Com uma hipoteca de valor elevado e com
‘as contas a zero’, Rossy não é mais nem menos do que muitos cidadãos anónimos
apanhados na armadilha do crédito e pelo já aqui referido processo de
desalavancagem determinado pelo pagamento de dívidas em plena recessão. Mas nas
afirmações de Rossy de Palma está, em meu entender, um dos problemas chave
sobre o qual a presente abordagem à crise das dívidas soberanas nas economias
do sul tende a enredar-se sobre as suas próprias contradições. O mecanismo
fundamental de funcionamento deste tipo de economias que o crédito representa
está ameaçado e sem fluidez alguma.

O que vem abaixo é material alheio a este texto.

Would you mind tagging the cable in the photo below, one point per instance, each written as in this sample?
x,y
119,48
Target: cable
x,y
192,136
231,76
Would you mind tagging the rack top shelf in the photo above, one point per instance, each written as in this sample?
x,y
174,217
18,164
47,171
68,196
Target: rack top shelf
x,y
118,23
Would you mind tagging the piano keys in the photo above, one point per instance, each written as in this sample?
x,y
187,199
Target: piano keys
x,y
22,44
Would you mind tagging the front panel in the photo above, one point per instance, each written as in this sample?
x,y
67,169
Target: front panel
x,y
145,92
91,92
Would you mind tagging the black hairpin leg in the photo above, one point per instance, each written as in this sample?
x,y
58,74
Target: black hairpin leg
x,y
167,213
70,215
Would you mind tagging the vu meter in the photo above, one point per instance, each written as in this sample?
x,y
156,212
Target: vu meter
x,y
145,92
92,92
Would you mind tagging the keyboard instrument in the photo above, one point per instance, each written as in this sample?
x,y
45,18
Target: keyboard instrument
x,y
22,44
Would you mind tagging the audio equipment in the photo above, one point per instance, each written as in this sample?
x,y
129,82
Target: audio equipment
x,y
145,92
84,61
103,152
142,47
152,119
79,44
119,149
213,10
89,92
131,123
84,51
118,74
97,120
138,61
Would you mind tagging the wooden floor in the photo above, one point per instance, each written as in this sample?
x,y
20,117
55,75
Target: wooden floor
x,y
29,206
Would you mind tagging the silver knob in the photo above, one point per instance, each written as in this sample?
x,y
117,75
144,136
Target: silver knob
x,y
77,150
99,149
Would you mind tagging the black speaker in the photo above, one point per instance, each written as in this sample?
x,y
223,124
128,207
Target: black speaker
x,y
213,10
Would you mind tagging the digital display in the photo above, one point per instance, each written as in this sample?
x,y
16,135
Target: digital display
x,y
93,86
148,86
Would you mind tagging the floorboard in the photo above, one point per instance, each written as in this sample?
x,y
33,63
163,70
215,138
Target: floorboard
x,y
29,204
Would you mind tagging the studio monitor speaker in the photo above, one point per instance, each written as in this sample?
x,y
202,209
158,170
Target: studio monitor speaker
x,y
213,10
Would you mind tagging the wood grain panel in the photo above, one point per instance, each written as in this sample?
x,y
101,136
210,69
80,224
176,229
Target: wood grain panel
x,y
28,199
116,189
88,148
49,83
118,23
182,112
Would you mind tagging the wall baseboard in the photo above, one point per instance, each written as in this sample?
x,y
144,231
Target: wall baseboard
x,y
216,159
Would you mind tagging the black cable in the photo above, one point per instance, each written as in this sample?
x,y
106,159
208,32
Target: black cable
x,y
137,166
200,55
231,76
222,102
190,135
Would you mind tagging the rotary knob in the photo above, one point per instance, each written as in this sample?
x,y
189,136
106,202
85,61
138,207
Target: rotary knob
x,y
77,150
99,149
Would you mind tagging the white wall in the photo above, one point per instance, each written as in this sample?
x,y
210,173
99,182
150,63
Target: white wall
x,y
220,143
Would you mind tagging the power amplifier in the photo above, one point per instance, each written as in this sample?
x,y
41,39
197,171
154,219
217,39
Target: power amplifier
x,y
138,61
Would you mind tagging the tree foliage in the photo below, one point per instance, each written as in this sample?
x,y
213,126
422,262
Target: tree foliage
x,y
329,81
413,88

Dir-me-ão que não é para o universo do
consumo urbano sofisticado que esse mecanismo é fundamental. Correto. Mas o
problema não é esse. É que ele também não está a funcionar para o setor
produtivo, designadamente o transacionável. O argumento do empresário Alexandre
Soares Santos para a sua tão discutida operação de deslocalização para a
Holanda da sua holding familiar, para além do peso da instabilidade do futuro
do euro, invoca a ausência de crédito como um dos seus principais fatores
explicativos. Ora, neste caso, não estamos perante um ícon do consumo urbano
sofisticado, mas pelo contrário de capacidade empresarial inequívoca e no âmbito
de um projeto de internacionalização, por isso de risco mínimo ou nulo.
Ora, um processo de ajustamento
estrutural e de resgate financeiro que não resolva o problema do crédito e da
sua reafetação aos ramos sobre os quais se pretende construir uma trajetória
de crescimento é uma falha colossal, um embuste. Sem este problema resolvido, a
já aqui repetidas vezes mencionada retórica do crescimento não passa disso. É tão
só uma retórica. Isto também mostra que, como foi previsto por alguns
analistas, a operação de financiamento do BCE à banca europeia dos fins de 2011
não estará a chegar à economia carenciada de fundos para investir, pois estará
algures presa na banca que a aproveitou para respirar. E o problema globalmente
decisivo, a recessão, persiste. Ou teremos todos de emigrar para ter acesso a crédito?
Não sei se apoiada na blogosfera, em
algum consultor financeiro ou simplesmente na intuição feminina, Rossy toma
partido avançando que vale mais uma inflação do que uma recessão. Ora, a situação
é bem pior: não há qualquer estimativa sólida de aceleração da inflação, antes pelo
contrário, sendo até de esperar que o BCE desça a taxa de juro de referência.